L'Américain Merce Cunningham est mort: la danse perd un de ses innovateurs. Le choc est d'autant plus grand que tous le croyaient éternel. En avril, cet esprit vif, qui se produisait encore sur scène à 80 ans, soufflait ses 90 chandelles en présentant Nearly Ninety, sa toute nouvelle création, venue s'ajouter aux quelque 200 autres qui jalonnent une carrière amorcée en 1944.

Cette longévité artistique, celui qui est né en 1919, dans le petit village de Centralia (Washington) la doit à son insatiable curiosité, qui l'amène, dès les années 40, à rompre avec la tradition. Avec lui, et sous l'impulsion de son compagnon de vie, le compositeur John Cage, et de plasticiens de l'avant-garde comme Robert Rauschenberg, Jasper Johns ou même, plus tard, Andy Warhol, les préceptes du spectacle, tels qu'on les connaît jusque-là, en ballet et même en «modern dance», volent en éclat. D'abord, pour Cunningham, le mouvement existe pour lui-même. Ni histoire ni psychodrame ne sous-tendent ses créations, contrairement à la charge émotive qui inonde, par exemple, les créations de Martha Graham (grâce à qui Cunningham fait d'abord, de 1939 à 1945, une brillante carrière de danseur aux sauts légendaires et au corps félin étonnamment agile).

Plus de scène au centre unique, ce qui vaut pour le corps aussi d'ailleurs, et plus de relation frontale avec la salle. De ses premières expérimentations avec Cage, où danse et musique évoluent indépendamment, Cunningham dira: «Je me souviens clairement de m'être senti libre parce que je n'avais plus à me mesurer à la musique». Le tandem laisse de plus la chance dicter la structure exacte de leur performance, par un lancer de dés ou grâce au I Ching, un art divinatoire chinois.

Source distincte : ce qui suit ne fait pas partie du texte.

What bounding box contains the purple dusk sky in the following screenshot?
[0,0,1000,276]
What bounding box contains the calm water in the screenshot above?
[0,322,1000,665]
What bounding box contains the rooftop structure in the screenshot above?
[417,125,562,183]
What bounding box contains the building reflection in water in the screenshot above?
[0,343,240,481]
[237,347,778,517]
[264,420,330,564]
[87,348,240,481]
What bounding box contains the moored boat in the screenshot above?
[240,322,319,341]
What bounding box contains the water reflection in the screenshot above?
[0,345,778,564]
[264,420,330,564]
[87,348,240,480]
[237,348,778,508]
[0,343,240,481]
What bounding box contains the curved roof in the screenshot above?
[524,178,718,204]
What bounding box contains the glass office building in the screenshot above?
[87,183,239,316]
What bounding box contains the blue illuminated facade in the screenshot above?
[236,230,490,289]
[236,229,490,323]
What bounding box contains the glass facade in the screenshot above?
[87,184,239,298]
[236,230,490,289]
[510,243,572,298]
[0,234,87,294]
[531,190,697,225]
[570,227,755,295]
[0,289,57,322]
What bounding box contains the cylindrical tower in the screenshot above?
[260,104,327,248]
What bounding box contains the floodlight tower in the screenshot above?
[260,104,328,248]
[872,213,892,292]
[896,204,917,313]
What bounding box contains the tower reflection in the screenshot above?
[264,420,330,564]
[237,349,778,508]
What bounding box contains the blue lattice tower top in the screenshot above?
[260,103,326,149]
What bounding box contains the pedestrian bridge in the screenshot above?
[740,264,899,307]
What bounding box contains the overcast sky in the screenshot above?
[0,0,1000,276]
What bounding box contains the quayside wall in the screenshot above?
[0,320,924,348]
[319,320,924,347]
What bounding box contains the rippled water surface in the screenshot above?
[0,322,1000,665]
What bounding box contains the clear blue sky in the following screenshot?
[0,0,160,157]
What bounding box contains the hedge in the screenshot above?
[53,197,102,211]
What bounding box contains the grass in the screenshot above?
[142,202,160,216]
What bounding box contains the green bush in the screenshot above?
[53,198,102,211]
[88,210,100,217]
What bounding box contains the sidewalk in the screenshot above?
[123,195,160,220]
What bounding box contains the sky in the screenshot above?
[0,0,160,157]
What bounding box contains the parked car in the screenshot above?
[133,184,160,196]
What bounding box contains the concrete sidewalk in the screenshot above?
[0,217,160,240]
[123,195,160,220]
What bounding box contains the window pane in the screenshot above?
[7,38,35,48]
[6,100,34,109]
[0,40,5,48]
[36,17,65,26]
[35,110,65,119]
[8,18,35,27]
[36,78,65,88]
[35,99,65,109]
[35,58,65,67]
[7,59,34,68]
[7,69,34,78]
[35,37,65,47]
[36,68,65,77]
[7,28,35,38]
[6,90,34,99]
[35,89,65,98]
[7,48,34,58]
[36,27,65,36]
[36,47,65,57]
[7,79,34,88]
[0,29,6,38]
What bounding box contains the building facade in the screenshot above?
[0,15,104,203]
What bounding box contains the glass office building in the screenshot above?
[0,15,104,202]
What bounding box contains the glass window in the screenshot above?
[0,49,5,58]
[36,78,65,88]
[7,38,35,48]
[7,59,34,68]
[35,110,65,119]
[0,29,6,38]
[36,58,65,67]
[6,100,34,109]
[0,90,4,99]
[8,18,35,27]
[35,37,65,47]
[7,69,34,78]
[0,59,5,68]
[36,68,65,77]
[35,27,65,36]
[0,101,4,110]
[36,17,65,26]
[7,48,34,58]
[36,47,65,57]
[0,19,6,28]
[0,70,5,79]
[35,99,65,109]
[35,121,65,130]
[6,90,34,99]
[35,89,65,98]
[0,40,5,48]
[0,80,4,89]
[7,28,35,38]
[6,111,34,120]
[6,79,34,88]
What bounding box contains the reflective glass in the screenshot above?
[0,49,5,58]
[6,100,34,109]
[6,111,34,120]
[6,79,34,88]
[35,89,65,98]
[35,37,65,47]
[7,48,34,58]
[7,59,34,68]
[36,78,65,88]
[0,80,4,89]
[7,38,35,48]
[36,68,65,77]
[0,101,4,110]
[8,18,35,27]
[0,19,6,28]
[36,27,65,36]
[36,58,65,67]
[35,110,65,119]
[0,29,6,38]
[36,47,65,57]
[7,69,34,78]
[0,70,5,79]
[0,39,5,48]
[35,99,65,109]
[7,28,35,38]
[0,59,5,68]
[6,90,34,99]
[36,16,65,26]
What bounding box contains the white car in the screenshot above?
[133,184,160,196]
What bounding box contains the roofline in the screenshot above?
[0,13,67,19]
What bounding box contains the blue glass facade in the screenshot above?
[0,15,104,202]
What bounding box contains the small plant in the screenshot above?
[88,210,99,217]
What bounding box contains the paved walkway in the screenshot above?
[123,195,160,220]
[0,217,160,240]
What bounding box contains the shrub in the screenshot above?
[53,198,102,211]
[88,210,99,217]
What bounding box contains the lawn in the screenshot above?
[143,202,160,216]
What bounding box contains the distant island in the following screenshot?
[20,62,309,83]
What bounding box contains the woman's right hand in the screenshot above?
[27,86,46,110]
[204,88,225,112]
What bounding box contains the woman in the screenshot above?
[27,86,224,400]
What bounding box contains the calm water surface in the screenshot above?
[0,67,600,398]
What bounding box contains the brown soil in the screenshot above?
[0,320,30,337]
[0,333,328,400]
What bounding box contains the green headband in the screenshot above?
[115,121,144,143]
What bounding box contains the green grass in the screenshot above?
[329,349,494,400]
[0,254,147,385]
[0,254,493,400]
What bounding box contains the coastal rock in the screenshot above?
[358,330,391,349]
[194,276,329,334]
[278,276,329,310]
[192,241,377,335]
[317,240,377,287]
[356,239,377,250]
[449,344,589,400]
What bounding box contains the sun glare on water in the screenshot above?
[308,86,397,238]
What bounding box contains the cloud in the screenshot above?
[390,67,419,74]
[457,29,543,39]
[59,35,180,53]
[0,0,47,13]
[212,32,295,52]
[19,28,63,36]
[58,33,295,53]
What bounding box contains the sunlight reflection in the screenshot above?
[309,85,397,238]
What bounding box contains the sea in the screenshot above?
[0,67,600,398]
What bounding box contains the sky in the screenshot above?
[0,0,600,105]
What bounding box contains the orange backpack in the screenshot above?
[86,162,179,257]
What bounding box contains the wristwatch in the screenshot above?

Mais avec Cunningham, l'aléatoire n'égale pas débandade: sa gestuelle est d'une telle rigueur, les corps des danseurs si puissants et présents, que ses éléments disparates se fusionnent et font naître des créations certes déroutantes, mais aussi hypnotiques et intenses. «Sa technique, à la fois très complexe et pure, s'approche des mathématiques», note le chorégraphe montréalais José Navas, qui a longtemps étudié avec le maître à New York et qui perd, cette semaine, un mentor.

Par ailleurs, Cunningham, qui a d'abord appris, enfant, la claquette et les danses de salon, sera un des premiers chorégraphes à incorporer des mouvements de la vie courante à ses créations. «Il faut tout observer, continuellement. Moi, je trouve du mouvement partout», confie celui qui n'hésite pas à s'inspirer des étirements de ses chats, du transfert de poids opéré par un passant qui grimpe simplement une chaîne de trottoir ou même des limites de son propre corps vieillissant, contraint par l'arthrose.

Dans les années 70, Cunningham explore la vidéo, puis repousse davantage les possibilités du mouvement humain en créant, dans les années 90, à partir du logiciel DanceForms. En 1997, sa curiosité l'amène même à expérimenter avec la capture de mouvement, notamment pour BIPED (1999), présentée, en 2001, au Festival international de nouvelle danse de Montréal. Octogénaire, celui qui n'hésite pas à collaborer avec les rockers John Paul Jones, Sonic Youth ou Radiohead va même jusqu'à exploiter la nature aléatoire du iPod Shuffle, dans eyeSpace en 2006! Où nous aurais-tu menés, Merce, si tu avais pu souffler 100 bougies?